Since we do not want to instantiate a complete Django environment we won’t be able to import anything from django.contrib.auth.models. Instead let us copy a dumbed down version of get_hexdigest into our own module.

import random


def get_hexdigest(algorithm, salt, raw_password):
    try:
        import hashlib
    except ImportError:
        import sha
        return sha.new(salt + raw_password).hexdigest()
    else:
        return hashlib.sha1(salt + raw_password).hexdigest()

It should be clear enough, it returns a hash of the given password using the given salt[1]. Now we simply add kate to our imports (remember kate and not pate):

import kate

And add our own callback code:

@kate.onAction('Django Password', 'Shift+Alt+P')
def setPassword():
    v = kate.view()
    raw_password = v.selection.text
    v.selection.removeSelectedText()
    algo = 'sha1'
    salt = get_hexdigest(algo, str(random.random()), \
        str(random.random()))[:5]
    hsh = get_hexdigest(algo, salt, raw_password)
    v.insertText('%s$%s$%s' % (algo, salt, hsh))

The first line makes our function kate-aware. 'Django Password' will be the label for our menu item (it will be listed under Tools) and Shift-Alt-P will be the keyboard shortcut. The rest of the code should be self-explanatory.[2]

Now we copy our module into ~/.kde/share/apps/kate/pyplugins/ and restart Kate. It should show up in the menu and work now.

Second example is a JSON prettifier. I use JSON format for my fixtures, but valid JSON is not very readable.

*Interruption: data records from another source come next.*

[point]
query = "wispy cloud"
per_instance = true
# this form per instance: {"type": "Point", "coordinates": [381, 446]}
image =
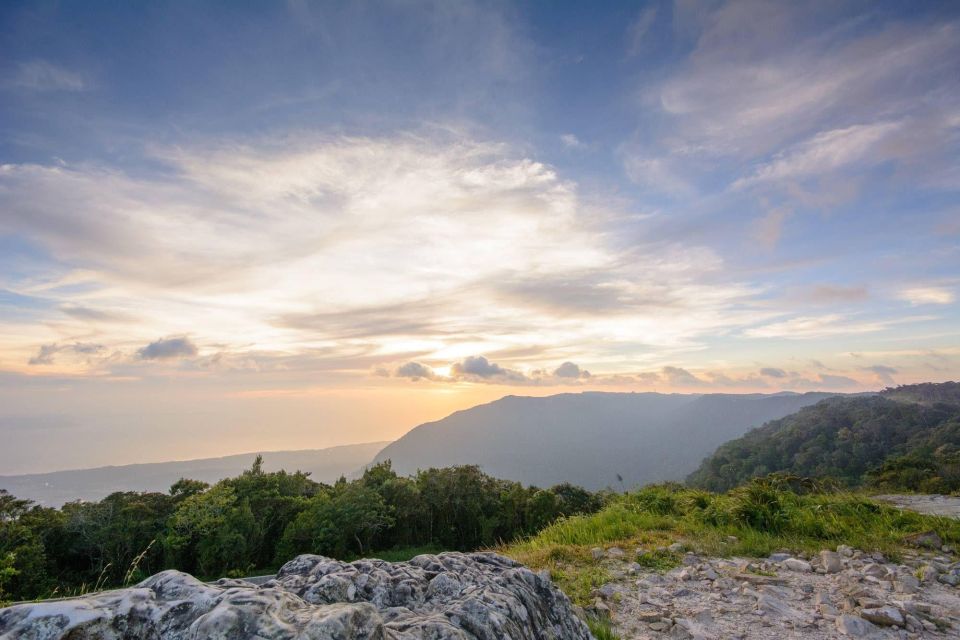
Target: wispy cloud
{"type": "Point", "coordinates": [42, 75]}
{"type": "Point", "coordinates": [927, 295]}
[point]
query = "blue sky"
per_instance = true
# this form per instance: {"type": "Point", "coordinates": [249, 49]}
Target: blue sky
{"type": "Point", "coordinates": [343, 219]}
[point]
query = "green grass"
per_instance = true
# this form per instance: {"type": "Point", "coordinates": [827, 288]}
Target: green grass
{"type": "Point", "coordinates": [753, 520]}
{"type": "Point", "coordinates": [601, 629]}
{"type": "Point", "coordinates": [401, 554]}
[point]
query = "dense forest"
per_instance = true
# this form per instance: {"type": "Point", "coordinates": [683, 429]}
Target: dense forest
{"type": "Point", "coordinates": [258, 520]}
{"type": "Point", "coordinates": [907, 438]}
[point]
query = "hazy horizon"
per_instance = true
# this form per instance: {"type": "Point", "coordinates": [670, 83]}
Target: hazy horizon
{"type": "Point", "coordinates": [229, 228]}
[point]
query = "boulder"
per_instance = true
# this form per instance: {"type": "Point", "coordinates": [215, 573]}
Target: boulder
{"type": "Point", "coordinates": [795, 564]}
{"type": "Point", "coordinates": [831, 561]}
{"type": "Point", "coordinates": [884, 616]}
{"type": "Point", "coordinates": [926, 539]}
{"type": "Point", "coordinates": [451, 596]}
{"type": "Point", "coordinates": [855, 627]}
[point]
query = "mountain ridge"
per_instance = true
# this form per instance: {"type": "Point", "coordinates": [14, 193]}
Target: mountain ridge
{"type": "Point", "coordinates": [53, 488]}
{"type": "Point", "coordinates": [591, 438]}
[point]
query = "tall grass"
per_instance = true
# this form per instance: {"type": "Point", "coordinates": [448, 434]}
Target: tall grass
{"type": "Point", "coordinates": [763, 516]}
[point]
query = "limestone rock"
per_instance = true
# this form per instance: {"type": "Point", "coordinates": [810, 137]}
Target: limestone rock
{"type": "Point", "coordinates": [795, 564]}
{"type": "Point", "coordinates": [855, 627]}
{"type": "Point", "coordinates": [831, 561]}
{"type": "Point", "coordinates": [885, 616]}
{"type": "Point", "coordinates": [927, 539]}
{"type": "Point", "coordinates": [451, 596]}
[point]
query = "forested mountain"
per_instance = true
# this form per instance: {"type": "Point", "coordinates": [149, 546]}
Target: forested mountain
{"type": "Point", "coordinates": [903, 438]}
{"type": "Point", "coordinates": [58, 487]}
{"type": "Point", "coordinates": [258, 520]}
{"type": "Point", "coordinates": [590, 439]}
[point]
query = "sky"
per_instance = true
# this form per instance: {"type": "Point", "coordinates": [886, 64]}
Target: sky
{"type": "Point", "coordinates": [240, 226]}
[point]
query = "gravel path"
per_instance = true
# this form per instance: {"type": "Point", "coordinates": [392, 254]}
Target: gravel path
{"type": "Point", "coordinates": [937, 505]}
{"type": "Point", "coordinates": [848, 594]}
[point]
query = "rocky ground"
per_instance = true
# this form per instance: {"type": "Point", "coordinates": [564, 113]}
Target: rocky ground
{"type": "Point", "coordinates": [450, 596]}
{"type": "Point", "coordinates": [842, 593]}
{"type": "Point", "coordinates": [932, 504]}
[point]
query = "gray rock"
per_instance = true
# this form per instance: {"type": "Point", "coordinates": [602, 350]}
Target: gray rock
{"type": "Point", "coordinates": [885, 616]}
{"type": "Point", "coordinates": [855, 627]}
{"type": "Point", "coordinates": [795, 564]}
{"type": "Point", "coordinates": [451, 596]}
{"type": "Point", "coordinates": [949, 578]}
{"type": "Point", "coordinates": [927, 540]}
{"type": "Point", "coordinates": [831, 561]}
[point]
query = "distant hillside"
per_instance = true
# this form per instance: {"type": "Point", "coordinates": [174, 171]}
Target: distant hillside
{"type": "Point", "coordinates": [589, 439]}
{"type": "Point", "coordinates": [903, 438]}
{"type": "Point", "coordinates": [58, 487]}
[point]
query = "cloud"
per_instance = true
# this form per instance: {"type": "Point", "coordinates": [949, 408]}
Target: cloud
{"type": "Point", "coordinates": [415, 371]}
{"type": "Point", "coordinates": [166, 348]}
{"type": "Point", "coordinates": [768, 229]}
{"type": "Point", "coordinates": [825, 153]}
{"type": "Point", "coordinates": [927, 295]}
{"type": "Point", "coordinates": [478, 367]}
{"type": "Point", "coordinates": [570, 370]}
{"type": "Point", "coordinates": [681, 377]}
{"type": "Point", "coordinates": [47, 352]}
{"type": "Point", "coordinates": [834, 324]}
{"type": "Point", "coordinates": [831, 294]}
{"type": "Point", "coordinates": [40, 75]}
{"type": "Point", "coordinates": [884, 373]}
{"type": "Point", "coordinates": [220, 239]}
{"type": "Point", "coordinates": [836, 382]}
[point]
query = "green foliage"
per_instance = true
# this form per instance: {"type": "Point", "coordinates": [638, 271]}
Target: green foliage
{"type": "Point", "coordinates": [754, 520]}
{"type": "Point", "coordinates": [889, 441]}
{"type": "Point", "coordinates": [601, 629]}
{"type": "Point", "coordinates": [258, 520]}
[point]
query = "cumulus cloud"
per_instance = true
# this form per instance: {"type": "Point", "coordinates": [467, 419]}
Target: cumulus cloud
{"type": "Point", "coordinates": [167, 348]}
{"type": "Point", "coordinates": [681, 377]}
{"type": "Point", "coordinates": [570, 370]}
{"type": "Point", "coordinates": [47, 352]}
{"type": "Point", "coordinates": [927, 295]}
{"type": "Point", "coordinates": [415, 371]}
{"type": "Point", "coordinates": [884, 373]}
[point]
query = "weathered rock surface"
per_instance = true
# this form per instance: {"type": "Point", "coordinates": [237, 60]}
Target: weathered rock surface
{"type": "Point", "coordinates": [829, 596]}
{"type": "Point", "coordinates": [451, 596]}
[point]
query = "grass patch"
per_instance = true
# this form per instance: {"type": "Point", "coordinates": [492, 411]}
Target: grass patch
{"type": "Point", "coordinates": [754, 520]}
{"type": "Point", "coordinates": [601, 629]}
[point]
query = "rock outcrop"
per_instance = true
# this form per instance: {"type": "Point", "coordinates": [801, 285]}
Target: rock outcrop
{"type": "Point", "coordinates": [431, 597]}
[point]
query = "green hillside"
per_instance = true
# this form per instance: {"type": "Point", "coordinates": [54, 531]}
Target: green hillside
{"type": "Point", "coordinates": [907, 438]}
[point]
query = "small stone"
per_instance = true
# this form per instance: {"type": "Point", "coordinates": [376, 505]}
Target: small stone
{"type": "Point", "coordinates": [876, 571]}
{"type": "Point", "coordinates": [795, 564]}
{"type": "Point", "coordinates": [854, 627]}
{"type": "Point", "coordinates": [927, 540]}
{"type": "Point", "coordinates": [831, 561]}
{"type": "Point", "coordinates": [884, 616]}
{"type": "Point", "coordinates": [949, 578]}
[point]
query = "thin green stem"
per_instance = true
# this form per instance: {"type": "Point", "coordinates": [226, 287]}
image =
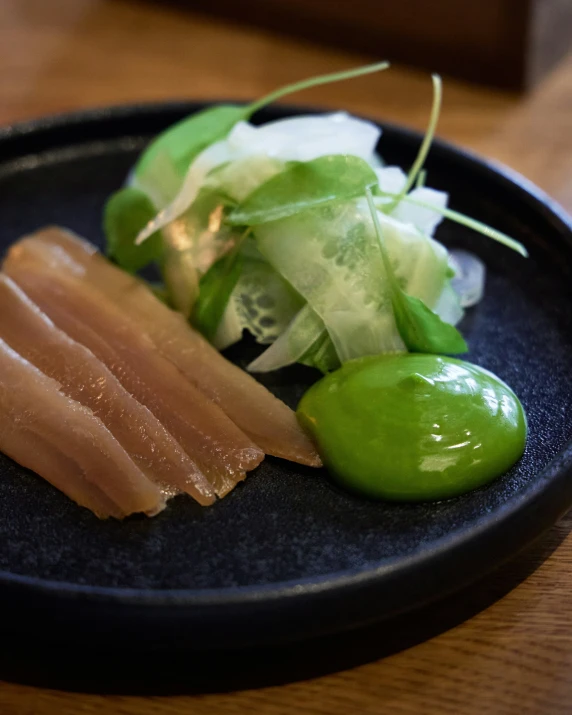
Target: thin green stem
{"type": "Point", "coordinates": [380, 242]}
{"type": "Point", "coordinates": [471, 223]}
{"type": "Point", "coordinates": [313, 82]}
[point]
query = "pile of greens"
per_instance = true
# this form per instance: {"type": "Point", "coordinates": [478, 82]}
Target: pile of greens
{"type": "Point", "coordinates": [295, 232]}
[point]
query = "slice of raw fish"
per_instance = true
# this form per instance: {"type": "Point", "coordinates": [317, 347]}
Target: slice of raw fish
{"type": "Point", "coordinates": [223, 453]}
{"type": "Point", "coordinates": [65, 443]}
{"type": "Point", "coordinates": [86, 379]}
{"type": "Point", "coordinates": [262, 416]}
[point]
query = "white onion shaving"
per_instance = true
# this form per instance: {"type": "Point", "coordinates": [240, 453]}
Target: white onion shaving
{"type": "Point", "coordinates": [469, 280]}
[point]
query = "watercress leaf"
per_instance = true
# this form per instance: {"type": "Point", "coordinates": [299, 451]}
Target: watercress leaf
{"type": "Point", "coordinates": [183, 141]}
{"type": "Point", "coordinates": [126, 212]}
{"type": "Point", "coordinates": [215, 289]}
{"type": "Point", "coordinates": [315, 82]}
{"type": "Point", "coordinates": [322, 355]}
{"type": "Point", "coordinates": [213, 126]}
{"type": "Point", "coordinates": [422, 330]}
{"type": "Point", "coordinates": [305, 185]}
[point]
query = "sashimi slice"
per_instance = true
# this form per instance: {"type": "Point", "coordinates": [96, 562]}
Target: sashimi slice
{"type": "Point", "coordinates": [223, 453]}
{"type": "Point", "coordinates": [84, 378]}
{"type": "Point", "coordinates": [65, 443]}
{"type": "Point", "coordinates": [262, 416]}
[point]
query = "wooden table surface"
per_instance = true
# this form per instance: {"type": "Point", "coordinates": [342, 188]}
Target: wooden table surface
{"type": "Point", "coordinates": [516, 655]}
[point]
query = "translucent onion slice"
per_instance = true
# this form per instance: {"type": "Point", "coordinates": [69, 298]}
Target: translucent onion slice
{"type": "Point", "coordinates": [469, 279]}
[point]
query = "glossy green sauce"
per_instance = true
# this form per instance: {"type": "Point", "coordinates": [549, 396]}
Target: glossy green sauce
{"type": "Point", "coordinates": [414, 427]}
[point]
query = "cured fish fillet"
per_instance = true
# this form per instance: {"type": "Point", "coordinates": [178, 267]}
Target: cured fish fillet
{"type": "Point", "coordinates": [84, 378]}
{"type": "Point", "coordinates": [66, 444]}
{"type": "Point", "coordinates": [270, 423]}
{"type": "Point", "coordinates": [223, 453]}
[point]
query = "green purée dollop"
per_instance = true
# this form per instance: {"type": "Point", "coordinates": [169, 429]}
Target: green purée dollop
{"type": "Point", "coordinates": [414, 426]}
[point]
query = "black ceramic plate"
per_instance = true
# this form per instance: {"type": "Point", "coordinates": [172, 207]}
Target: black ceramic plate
{"type": "Point", "coordinates": [287, 555]}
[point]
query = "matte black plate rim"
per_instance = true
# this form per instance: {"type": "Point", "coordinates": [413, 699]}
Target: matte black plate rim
{"type": "Point", "coordinates": [540, 500]}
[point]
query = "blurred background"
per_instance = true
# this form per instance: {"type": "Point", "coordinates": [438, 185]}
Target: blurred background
{"type": "Point", "coordinates": [506, 63]}
{"type": "Point", "coordinates": [504, 43]}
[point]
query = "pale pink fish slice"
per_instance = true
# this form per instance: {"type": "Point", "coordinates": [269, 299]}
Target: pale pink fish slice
{"type": "Point", "coordinates": [221, 450]}
{"type": "Point", "coordinates": [270, 423]}
{"type": "Point", "coordinates": [84, 378]}
{"type": "Point", "coordinates": [66, 444]}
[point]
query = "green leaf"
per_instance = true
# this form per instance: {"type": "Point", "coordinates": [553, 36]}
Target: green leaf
{"type": "Point", "coordinates": [126, 212]}
{"type": "Point", "coordinates": [186, 139]}
{"type": "Point", "coordinates": [420, 328]}
{"type": "Point", "coordinates": [315, 82]}
{"type": "Point", "coordinates": [305, 185]}
{"type": "Point", "coordinates": [215, 289]}
{"type": "Point", "coordinates": [322, 355]}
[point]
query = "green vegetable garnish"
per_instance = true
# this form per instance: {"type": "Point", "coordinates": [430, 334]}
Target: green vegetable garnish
{"type": "Point", "coordinates": [323, 278]}
{"type": "Point", "coordinates": [185, 140]}
{"type": "Point", "coordinates": [421, 329]}
{"type": "Point", "coordinates": [414, 427]}
{"type": "Point", "coordinates": [215, 289]}
{"type": "Point", "coordinates": [125, 214]}
{"type": "Point", "coordinates": [305, 185]}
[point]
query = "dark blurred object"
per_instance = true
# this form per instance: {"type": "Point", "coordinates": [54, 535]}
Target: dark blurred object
{"type": "Point", "coordinates": [504, 43]}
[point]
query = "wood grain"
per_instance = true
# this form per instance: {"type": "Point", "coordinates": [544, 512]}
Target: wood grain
{"type": "Point", "coordinates": [515, 657]}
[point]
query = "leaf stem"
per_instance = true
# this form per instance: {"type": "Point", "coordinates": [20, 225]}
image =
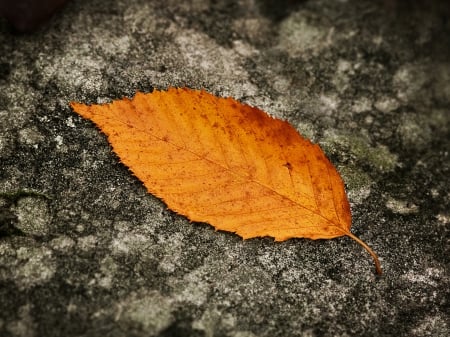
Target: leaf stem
{"type": "Point", "coordinates": [369, 250]}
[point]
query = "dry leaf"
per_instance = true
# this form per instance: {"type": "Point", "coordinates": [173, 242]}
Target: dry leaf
{"type": "Point", "coordinates": [231, 165]}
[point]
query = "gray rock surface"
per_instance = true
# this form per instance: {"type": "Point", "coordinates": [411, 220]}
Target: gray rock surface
{"type": "Point", "coordinates": [86, 251]}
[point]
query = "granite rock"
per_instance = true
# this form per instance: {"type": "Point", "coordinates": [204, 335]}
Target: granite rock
{"type": "Point", "coordinates": [86, 251]}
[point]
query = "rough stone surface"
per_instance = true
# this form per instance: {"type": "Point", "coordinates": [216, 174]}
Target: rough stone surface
{"type": "Point", "coordinates": [85, 251]}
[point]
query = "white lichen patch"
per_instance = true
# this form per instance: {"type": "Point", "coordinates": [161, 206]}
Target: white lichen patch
{"type": "Point", "coordinates": [361, 104]}
{"type": "Point", "coordinates": [430, 276]}
{"type": "Point", "coordinates": [401, 206]}
{"type": "Point", "coordinates": [387, 104]}
{"type": "Point", "coordinates": [35, 266]}
{"type": "Point", "coordinates": [86, 243]}
{"type": "Point", "coordinates": [30, 136]}
{"type": "Point", "coordinates": [358, 147]}
{"type": "Point", "coordinates": [409, 80]}
{"type": "Point", "coordinates": [129, 243]}
{"type": "Point", "coordinates": [33, 215]}
{"type": "Point", "coordinates": [62, 243]}
{"type": "Point", "coordinates": [213, 63]}
{"type": "Point", "coordinates": [213, 320]}
{"type": "Point", "coordinates": [358, 183]}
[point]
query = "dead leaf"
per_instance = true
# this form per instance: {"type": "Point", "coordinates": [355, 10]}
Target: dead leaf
{"type": "Point", "coordinates": [231, 165]}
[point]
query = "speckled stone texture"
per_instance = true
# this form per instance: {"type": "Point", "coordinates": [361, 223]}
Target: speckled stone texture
{"type": "Point", "coordinates": [85, 251]}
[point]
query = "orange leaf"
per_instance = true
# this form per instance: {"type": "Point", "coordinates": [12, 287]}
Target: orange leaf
{"type": "Point", "coordinates": [218, 161]}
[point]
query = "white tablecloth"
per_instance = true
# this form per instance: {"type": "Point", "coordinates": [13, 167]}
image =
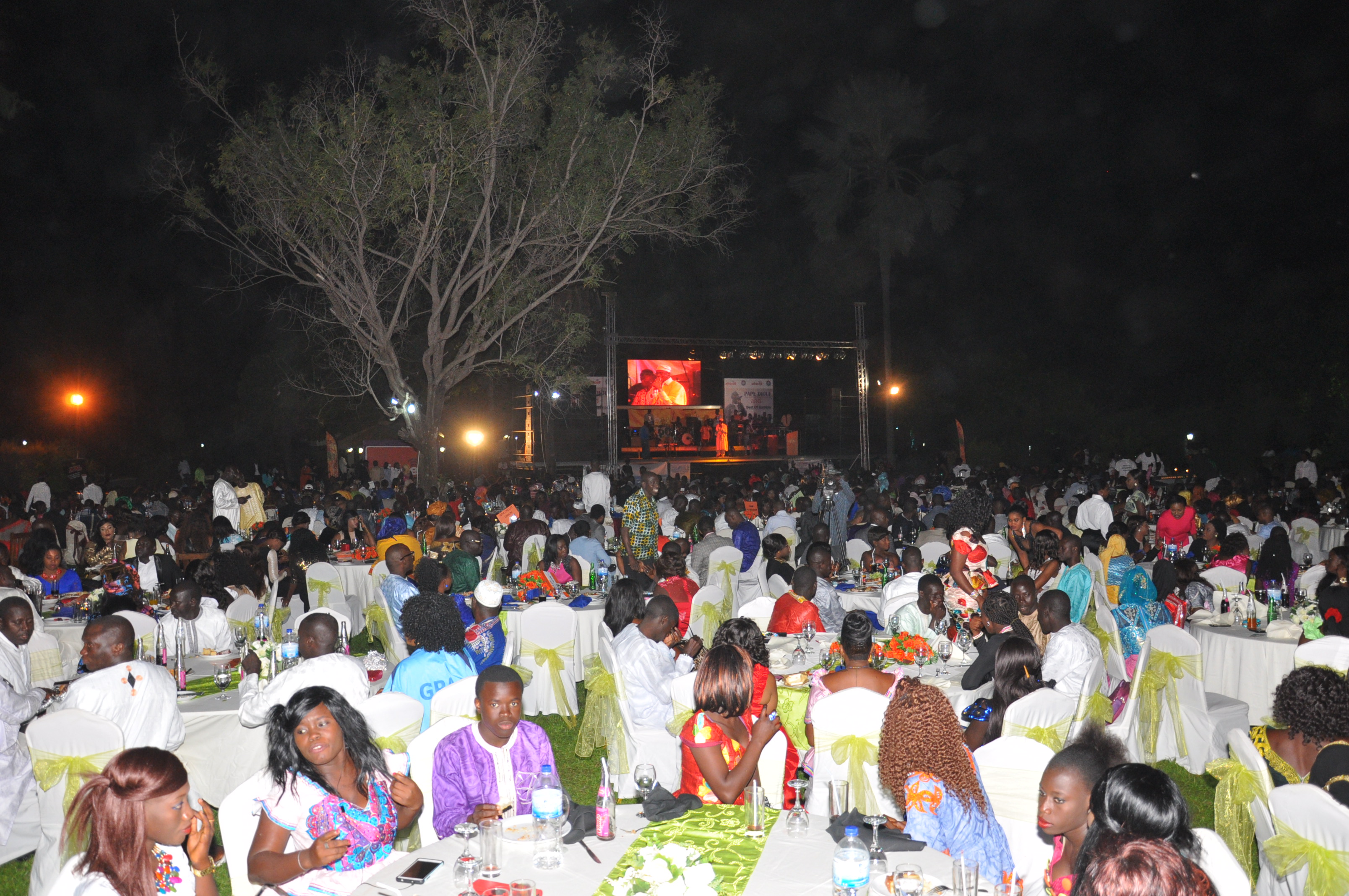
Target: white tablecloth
{"type": "Point", "coordinates": [1245, 667]}
{"type": "Point", "coordinates": [789, 865]}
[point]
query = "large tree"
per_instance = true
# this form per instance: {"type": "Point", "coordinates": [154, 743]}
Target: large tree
{"type": "Point", "coordinates": [427, 218]}
{"type": "Point", "coordinates": [879, 181]}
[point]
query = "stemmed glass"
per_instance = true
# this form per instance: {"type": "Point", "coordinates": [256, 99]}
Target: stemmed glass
{"type": "Point", "coordinates": [798, 821]}
{"type": "Point", "coordinates": [222, 679]}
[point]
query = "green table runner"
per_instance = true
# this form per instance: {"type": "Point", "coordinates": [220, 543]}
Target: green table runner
{"type": "Point", "coordinates": [717, 833]}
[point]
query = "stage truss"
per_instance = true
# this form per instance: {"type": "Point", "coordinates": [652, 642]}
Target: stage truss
{"type": "Point", "coordinates": [614, 339]}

So I have this small plugin to convert a document between JSON and Python literals:

import sys, pprint
import kate
from django.utils import simplejson


HEADER = '# Pretty Printed\\n'

@kate.onAction('Django Pretty Json', 'Shift+Alt+J')
def togglePrettyJsonFormat():
    d = kate.document()
    source = d.text
    if source.startswith(HEADER):
        target = simplejson.dumps(eval(source))
    else:
        pp = pprint.PrettyPrinter(indent=2)
        target = HEADER + pp.pformat(simplejson.loads(source))
    d.text = target

I need HEADER to distinguish between two states. It can actually be anything, but it would be a good idea to make it a quote to have valid Python just in case.

Pâté Is Fun

I have enjoyed experimenting with Pâté. I hope it gets more attention and therefore ends up a much better plugin. If you ask me it should already ship with Kate. Kate is a nice editor, and empowering the users would only make it nicer and more popular.

If you have any ideas for pâté plugins, especially stuff that is useful in Django context, please add it to the comments. I would love to play a little more with pâté.


1: If it is not clear, take a look at django.contrib.auth.models.

2: To learn API, you can fire up Interactive Console under View and type help(kate).